The stories themselves, unfortunately, seem to take a backseat to the setting. While each unfolding tale does place the characters and the setting very much in the world, the action is not so much one where their consequences are felt. They may be alluded to, like Tygre’s epochal influence on Cascadiopolis, but very rarely do the stories move into actually developing Metatropolis as an inhabited, lived-in world. Instead, we are given glimpses of utopian ideals and are guided through this conceptual space rather than being told a story. This is not necessarily a bad thing though; the urban speculation in Metatropolis is engrossing, realistic, and entertaining enough to be as dramatic as any central protagonist. 

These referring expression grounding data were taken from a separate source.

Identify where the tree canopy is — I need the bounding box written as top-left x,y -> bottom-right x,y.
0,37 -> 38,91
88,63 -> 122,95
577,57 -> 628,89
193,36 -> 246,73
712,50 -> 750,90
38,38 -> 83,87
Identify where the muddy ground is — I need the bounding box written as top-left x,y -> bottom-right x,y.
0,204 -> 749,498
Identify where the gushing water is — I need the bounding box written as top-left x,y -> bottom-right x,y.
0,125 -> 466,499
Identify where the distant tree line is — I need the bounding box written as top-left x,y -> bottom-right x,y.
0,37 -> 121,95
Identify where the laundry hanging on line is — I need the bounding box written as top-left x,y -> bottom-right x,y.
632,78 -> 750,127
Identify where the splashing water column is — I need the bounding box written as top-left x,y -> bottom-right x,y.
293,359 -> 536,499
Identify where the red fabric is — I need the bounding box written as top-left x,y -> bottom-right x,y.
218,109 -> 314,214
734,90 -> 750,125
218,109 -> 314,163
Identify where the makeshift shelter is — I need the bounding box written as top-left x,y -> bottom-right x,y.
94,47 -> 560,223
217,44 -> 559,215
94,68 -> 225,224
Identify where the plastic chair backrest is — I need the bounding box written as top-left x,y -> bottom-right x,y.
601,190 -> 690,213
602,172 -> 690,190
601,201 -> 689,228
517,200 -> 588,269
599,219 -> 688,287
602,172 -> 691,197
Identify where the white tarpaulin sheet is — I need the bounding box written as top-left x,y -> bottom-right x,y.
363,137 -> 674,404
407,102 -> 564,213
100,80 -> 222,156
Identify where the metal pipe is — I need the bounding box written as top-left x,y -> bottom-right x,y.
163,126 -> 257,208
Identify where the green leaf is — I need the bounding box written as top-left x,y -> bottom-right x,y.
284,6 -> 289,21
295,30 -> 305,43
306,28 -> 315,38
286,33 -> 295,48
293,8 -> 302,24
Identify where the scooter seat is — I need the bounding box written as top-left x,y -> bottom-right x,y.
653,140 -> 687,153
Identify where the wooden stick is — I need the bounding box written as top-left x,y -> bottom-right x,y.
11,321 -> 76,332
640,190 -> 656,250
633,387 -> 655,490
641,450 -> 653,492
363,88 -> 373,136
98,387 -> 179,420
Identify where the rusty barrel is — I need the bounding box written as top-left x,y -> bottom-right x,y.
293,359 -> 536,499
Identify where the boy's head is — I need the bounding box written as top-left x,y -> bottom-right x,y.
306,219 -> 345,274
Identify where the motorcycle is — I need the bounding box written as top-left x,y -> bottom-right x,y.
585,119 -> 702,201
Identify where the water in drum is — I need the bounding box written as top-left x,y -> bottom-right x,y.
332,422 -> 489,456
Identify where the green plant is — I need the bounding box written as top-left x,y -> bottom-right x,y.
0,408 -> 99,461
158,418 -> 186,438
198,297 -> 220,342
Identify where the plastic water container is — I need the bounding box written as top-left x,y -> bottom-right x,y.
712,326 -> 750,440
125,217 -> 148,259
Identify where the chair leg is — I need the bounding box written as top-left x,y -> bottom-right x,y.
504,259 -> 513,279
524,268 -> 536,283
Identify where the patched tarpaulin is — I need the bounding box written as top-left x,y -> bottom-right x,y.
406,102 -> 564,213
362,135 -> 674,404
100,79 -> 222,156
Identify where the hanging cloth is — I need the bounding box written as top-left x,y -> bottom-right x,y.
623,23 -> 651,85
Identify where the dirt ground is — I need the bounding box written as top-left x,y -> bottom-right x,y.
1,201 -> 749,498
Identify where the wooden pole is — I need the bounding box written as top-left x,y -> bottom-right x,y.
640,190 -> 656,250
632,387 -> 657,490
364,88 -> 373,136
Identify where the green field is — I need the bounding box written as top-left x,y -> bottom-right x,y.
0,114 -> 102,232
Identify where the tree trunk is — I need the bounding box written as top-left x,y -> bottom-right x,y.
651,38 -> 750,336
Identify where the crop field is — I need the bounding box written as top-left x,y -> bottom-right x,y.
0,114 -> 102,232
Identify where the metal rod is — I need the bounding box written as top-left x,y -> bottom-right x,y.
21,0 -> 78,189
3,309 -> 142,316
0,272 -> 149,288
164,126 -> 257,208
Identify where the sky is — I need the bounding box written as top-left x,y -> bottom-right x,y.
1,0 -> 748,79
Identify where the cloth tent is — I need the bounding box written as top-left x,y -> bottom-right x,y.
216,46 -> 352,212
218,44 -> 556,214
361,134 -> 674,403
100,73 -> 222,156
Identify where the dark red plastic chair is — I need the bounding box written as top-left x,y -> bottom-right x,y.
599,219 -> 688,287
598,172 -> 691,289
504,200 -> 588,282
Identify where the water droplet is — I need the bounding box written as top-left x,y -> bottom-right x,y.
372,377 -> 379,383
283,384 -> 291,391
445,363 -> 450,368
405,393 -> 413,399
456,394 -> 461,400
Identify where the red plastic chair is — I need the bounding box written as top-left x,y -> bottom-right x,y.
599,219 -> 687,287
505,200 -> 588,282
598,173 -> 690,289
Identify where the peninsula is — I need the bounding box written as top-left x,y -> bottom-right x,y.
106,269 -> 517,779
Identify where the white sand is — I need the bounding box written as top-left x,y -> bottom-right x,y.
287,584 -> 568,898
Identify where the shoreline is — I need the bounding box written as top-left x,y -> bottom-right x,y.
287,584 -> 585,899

The stories are themselves fairly optimistic. We get a Messiah-parable in Jay Lake’s “In the Forests of the Night” which is, unfortunately, constantly interrupted by worldwide exposition. It works as an introduction to the scope of Metatropolis but leaves a reader looking for a personal hook flailing somewhat. Still, the vision is consistently utopian, of what might and could be. It works as a teaser—the relentless, palpable hope, and the figuration of the city/environment as hero (in fact, at times, it feels like Cacadiopolis itself can redeem the world). More entertaining is John Scalzi’s “Utere Nihil Non Extra Quiritationem Suis” which poignantly asks if you would take a shower with grey water. Its underdog, fresh-grad protagonist finds chaos tempering all visions of utopia. It is endearing, charming, and just full of enough jaunts in side-adventures to keep a reader rooting, this time, for the human protagonist.

The future is, it seems, simultaneously doomed and infinitely redeemable. These are environments where anything can happen—exciting, dynamic, and refreshingly new—where the cities themselves lend well to imagination. Whether deliberate or not, given the world’s wide scope and detailed economies, Metatropolis absolutely reeks of sequel-potential.